Gennari Adriano, Mobayed Francielle H, da Silva Rafael Ruan, Rodrigues Rafael C, Sperotto Raul A, Volpato Giandra, Volken de Souza Claucia F
Laboratório de Biotecnologia de Alimentos, Programa de Pós-Graduação em Biotecnologia, Universidade do Vale do Taquari - Univates, Lajeado, RS, Brazil.
Biotechnology, Bioprocess and Biocatalysis Group, Institute of Food Science and Technology, Federal University of Rio Grande do Sul, Porto Alegre, RS, Brazil.
Biotechnol Prog. 2018 Jul;34(4):934-943. doi: 10.1002/btpr.2652. Epub 2018 Jun 4.

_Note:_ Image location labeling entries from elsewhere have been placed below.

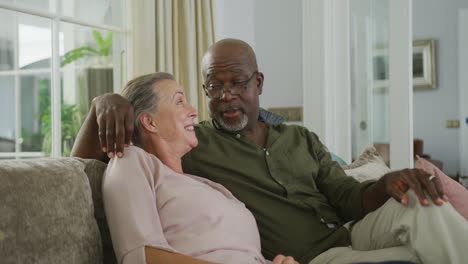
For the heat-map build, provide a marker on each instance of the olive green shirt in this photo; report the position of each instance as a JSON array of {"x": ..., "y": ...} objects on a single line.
[{"x": 298, "y": 195}]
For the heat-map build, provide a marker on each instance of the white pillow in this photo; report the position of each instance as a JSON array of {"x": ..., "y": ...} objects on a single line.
[{"x": 368, "y": 166}]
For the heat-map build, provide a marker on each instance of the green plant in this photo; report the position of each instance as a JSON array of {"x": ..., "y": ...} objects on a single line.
[
  {"x": 71, "y": 119},
  {"x": 104, "y": 48}
]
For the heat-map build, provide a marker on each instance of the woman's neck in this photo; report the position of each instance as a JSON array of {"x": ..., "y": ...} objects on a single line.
[{"x": 163, "y": 151}]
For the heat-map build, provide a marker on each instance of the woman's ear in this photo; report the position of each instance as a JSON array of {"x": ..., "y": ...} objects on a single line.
[{"x": 147, "y": 122}]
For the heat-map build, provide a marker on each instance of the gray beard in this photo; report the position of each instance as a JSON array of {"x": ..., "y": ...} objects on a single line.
[{"x": 235, "y": 127}]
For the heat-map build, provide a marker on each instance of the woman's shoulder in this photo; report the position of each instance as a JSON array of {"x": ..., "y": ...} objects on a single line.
[{"x": 135, "y": 155}]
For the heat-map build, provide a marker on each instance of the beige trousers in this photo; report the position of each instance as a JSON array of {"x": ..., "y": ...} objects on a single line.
[{"x": 416, "y": 233}]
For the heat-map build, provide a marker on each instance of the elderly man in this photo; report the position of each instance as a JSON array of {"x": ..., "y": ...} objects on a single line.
[{"x": 304, "y": 204}]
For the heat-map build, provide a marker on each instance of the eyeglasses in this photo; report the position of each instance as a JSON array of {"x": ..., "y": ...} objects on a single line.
[{"x": 216, "y": 89}]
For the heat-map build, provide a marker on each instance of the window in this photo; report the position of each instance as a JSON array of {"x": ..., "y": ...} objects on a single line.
[{"x": 55, "y": 56}]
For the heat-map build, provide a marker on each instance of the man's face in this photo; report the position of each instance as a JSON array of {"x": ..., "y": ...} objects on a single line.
[{"x": 237, "y": 107}]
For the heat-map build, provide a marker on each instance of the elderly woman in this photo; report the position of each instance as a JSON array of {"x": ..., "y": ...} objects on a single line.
[{"x": 156, "y": 212}]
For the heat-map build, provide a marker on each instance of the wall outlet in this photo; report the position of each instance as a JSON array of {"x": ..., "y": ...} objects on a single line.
[
  {"x": 290, "y": 114},
  {"x": 453, "y": 123}
]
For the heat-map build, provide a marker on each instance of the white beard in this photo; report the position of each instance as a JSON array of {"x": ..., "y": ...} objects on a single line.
[{"x": 235, "y": 127}]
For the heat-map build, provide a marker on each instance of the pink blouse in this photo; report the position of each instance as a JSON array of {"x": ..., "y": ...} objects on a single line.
[{"x": 148, "y": 204}]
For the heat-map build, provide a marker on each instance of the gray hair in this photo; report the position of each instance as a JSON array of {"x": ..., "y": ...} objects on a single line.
[{"x": 141, "y": 95}]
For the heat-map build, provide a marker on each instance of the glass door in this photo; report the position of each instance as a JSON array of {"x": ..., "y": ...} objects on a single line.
[{"x": 381, "y": 96}]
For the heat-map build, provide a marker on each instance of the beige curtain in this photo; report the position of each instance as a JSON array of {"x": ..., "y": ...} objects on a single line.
[{"x": 184, "y": 31}]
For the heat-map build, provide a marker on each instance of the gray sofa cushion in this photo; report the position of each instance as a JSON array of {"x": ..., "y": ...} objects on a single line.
[{"x": 47, "y": 213}]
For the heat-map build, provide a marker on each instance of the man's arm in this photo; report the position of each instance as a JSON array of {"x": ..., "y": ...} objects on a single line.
[
  {"x": 87, "y": 143},
  {"x": 395, "y": 184},
  {"x": 108, "y": 128}
]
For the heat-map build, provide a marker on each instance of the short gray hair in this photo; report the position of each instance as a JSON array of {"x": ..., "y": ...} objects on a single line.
[{"x": 141, "y": 95}]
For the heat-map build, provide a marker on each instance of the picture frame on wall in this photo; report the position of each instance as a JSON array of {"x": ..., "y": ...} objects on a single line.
[{"x": 424, "y": 66}]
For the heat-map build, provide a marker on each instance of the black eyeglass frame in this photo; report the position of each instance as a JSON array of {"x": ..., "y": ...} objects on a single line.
[{"x": 240, "y": 87}]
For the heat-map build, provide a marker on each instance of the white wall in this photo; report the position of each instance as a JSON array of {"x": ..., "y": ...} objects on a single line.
[
  {"x": 435, "y": 19},
  {"x": 274, "y": 29}
]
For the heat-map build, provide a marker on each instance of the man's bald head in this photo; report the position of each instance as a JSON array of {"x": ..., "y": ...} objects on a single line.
[{"x": 227, "y": 50}]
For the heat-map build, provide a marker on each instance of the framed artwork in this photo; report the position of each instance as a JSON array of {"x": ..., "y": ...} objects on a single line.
[{"x": 424, "y": 66}]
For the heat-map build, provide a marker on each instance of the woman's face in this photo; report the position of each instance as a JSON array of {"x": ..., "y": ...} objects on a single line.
[{"x": 175, "y": 117}]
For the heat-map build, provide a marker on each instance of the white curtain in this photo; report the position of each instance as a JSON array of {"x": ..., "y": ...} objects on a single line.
[{"x": 184, "y": 31}]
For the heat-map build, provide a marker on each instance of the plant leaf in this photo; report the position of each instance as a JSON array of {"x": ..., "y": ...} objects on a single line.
[{"x": 98, "y": 38}]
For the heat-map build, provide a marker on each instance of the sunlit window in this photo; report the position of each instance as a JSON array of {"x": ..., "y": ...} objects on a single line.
[{"x": 55, "y": 56}]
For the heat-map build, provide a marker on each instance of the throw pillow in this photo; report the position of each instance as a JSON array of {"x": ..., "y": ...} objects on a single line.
[
  {"x": 457, "y": 194},
  {"x": 368, "y": 166}
]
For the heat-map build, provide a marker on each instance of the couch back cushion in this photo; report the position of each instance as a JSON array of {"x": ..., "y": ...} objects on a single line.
[
  {"x": 95, "y": 170},
  {"x": 47, "y": 213}
]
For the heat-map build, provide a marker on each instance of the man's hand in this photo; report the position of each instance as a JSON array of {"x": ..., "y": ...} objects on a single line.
[
  {"x": 398, "y": 182},
  {"x": 114, "y": 117},
  {"x": 395, "y": 184},
  {"x": 280, "y": 259}
]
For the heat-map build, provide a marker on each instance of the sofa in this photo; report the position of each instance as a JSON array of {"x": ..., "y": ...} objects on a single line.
[{"x": 51, "y": 211}]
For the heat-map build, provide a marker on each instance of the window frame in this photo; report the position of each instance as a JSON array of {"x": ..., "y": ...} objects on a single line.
[{"x": 55, "y": 70}]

We studied the modification of Immobead 150 support by either introducing aldehyde groups using glutaraldehyde (Immobead-Glu) or carboxyl groups through acid solution (Immobead-Ac) for enzyme immobilization by covalent attachment or ion exchange, respectively. These two types of immobilization were compared with the use of epoxy groups that are now provided on a commercial support. We used Aspergillus oryzae β-galactosidase (Gal) as a model protein, immobilizing it on unmodified (epoxy groups, Immobead-Epx) and modified supports. Immobilization yield and efficiency were tested as a function of protein loading (10-500 mg g support). Gal was efficiently immobilized on the Immobeads with an immobilization efficiency higher than 75% for almost all supports and protein loads. Immobilization yields significantly decreased when protein loadings were higher than 100 mg g support. Gal immobilized on Immobead-Glu and Immobead-Ac retained approximately 60% of its initial activity after 90 days of storage at 4°C. The three immobilized Gal derivatives presented higher half-lifes than the soluble enzyme, where the half-lifes were twice higher than the free Gal at 73°C. All the preparations were moderately operationally stable when tested in lactose solution, whey permeate, cheese whey, and skim milk, and retained approximately 50% of their initial activity after 20 cycles of hydrolyzing lactose solution. The modification of the support with glutaraldehyde provided the most stable derivative during cycling in cheese whey hydrolysis. Our results suggest that the Immobead 150 is a promising support for Gal immobilization. © 2018 American Institute of Chemical Engineers Biotechnol. Prog., 34:934-943, 2018.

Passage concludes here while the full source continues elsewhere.